Ready To Run: YIAGA AFRICA launches TV show to promote young candidates

The Youth Initiative for Advocacy, Growth and Advancement (YIAGA) in partnership with NotTooYoungToRun movement, Channels Television and PREMIUM TIMES have launched a television program designed to support youth candidates seeking elective offices in the 2019 general elections.

The TV show, supported by the European Union, tagged ‘Ready To Run’ will henceforth be aired on Channels Television every Sunday between 6:15pm – 7:00pm.

It is designed to address the challenge of limited access to the media or low media coverage by young candidates.

The 45 minutes show provides a unique opportunity for youth candidates to showcase their competence, capacity and commitment to excellent public leadership.

Every week, youth candidates aspiring for various political offices will engage voters on their manifestos and agenda.

On its first episode, the show had four segments which the host, Samson Itodo highlighted as ready to run lab, get out the vote, ready to run lounge and meet the youth.

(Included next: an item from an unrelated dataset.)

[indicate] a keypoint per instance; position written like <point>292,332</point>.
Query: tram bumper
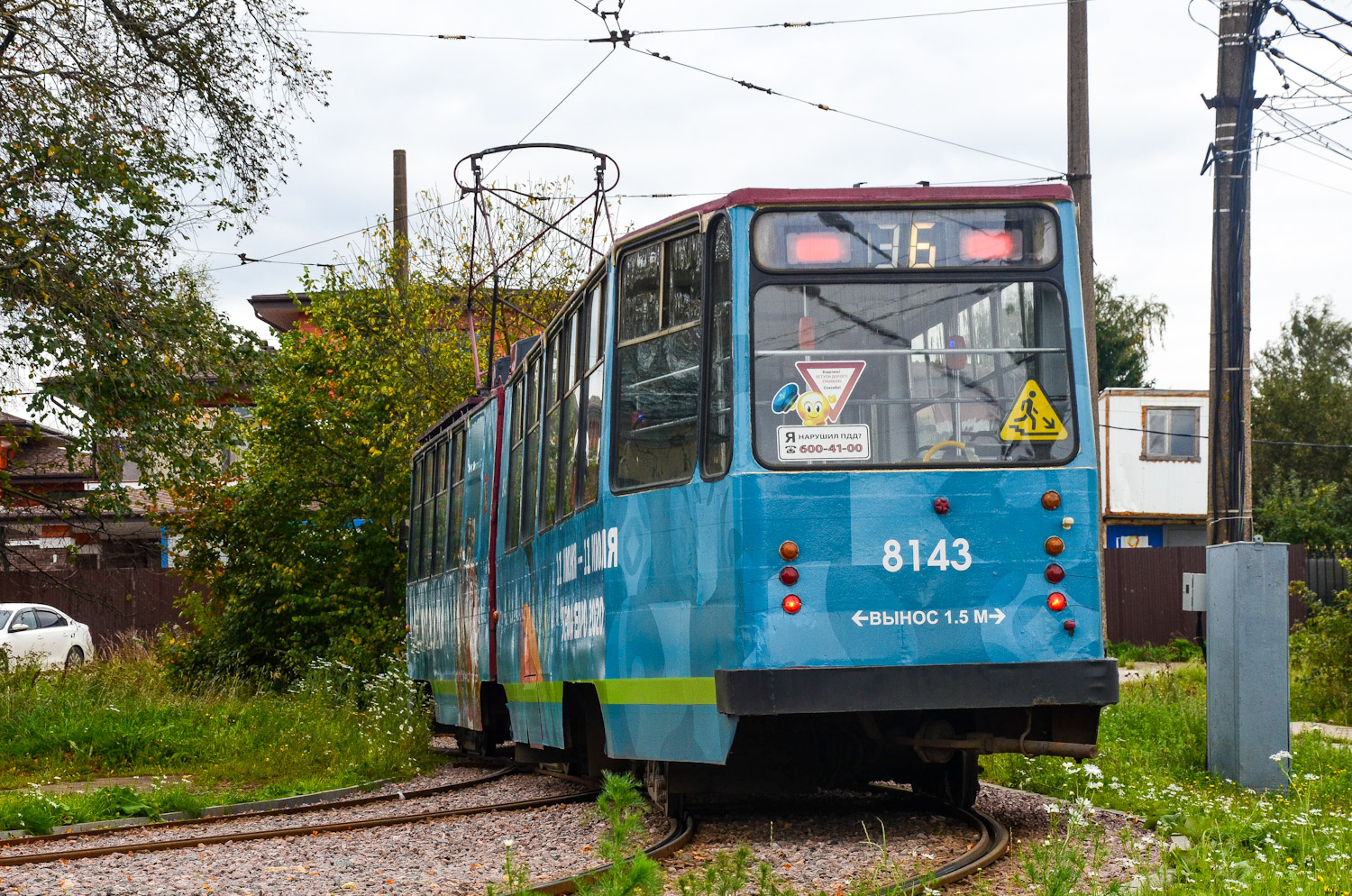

The ready to run lab is focused on equipping candidates with skills and tactics for running effective electoral campaigns.

It focused mainly on the process of substitution of candidates, educating them on the various processes.

The get out the vote segment featured informative, credible and up-to-date voter education messages produced by the Independent National Electoral Commission (INEC) and civil society groups.

Another segment of the program featured two candidates running for House of Representatives: Rinsola Abiola and Najibullah Tafida.

While Ms. Abiola is seeking to represent Abeokuta North/Odeda/Obafemi Owode federal constituency in Ogun state under the platform of the Action Democratic Party (ADP), Mr Tafida is the candidate of the People’s Democratic Party (PDP) for Argungu/Auguie federal constituency of Kebbi State.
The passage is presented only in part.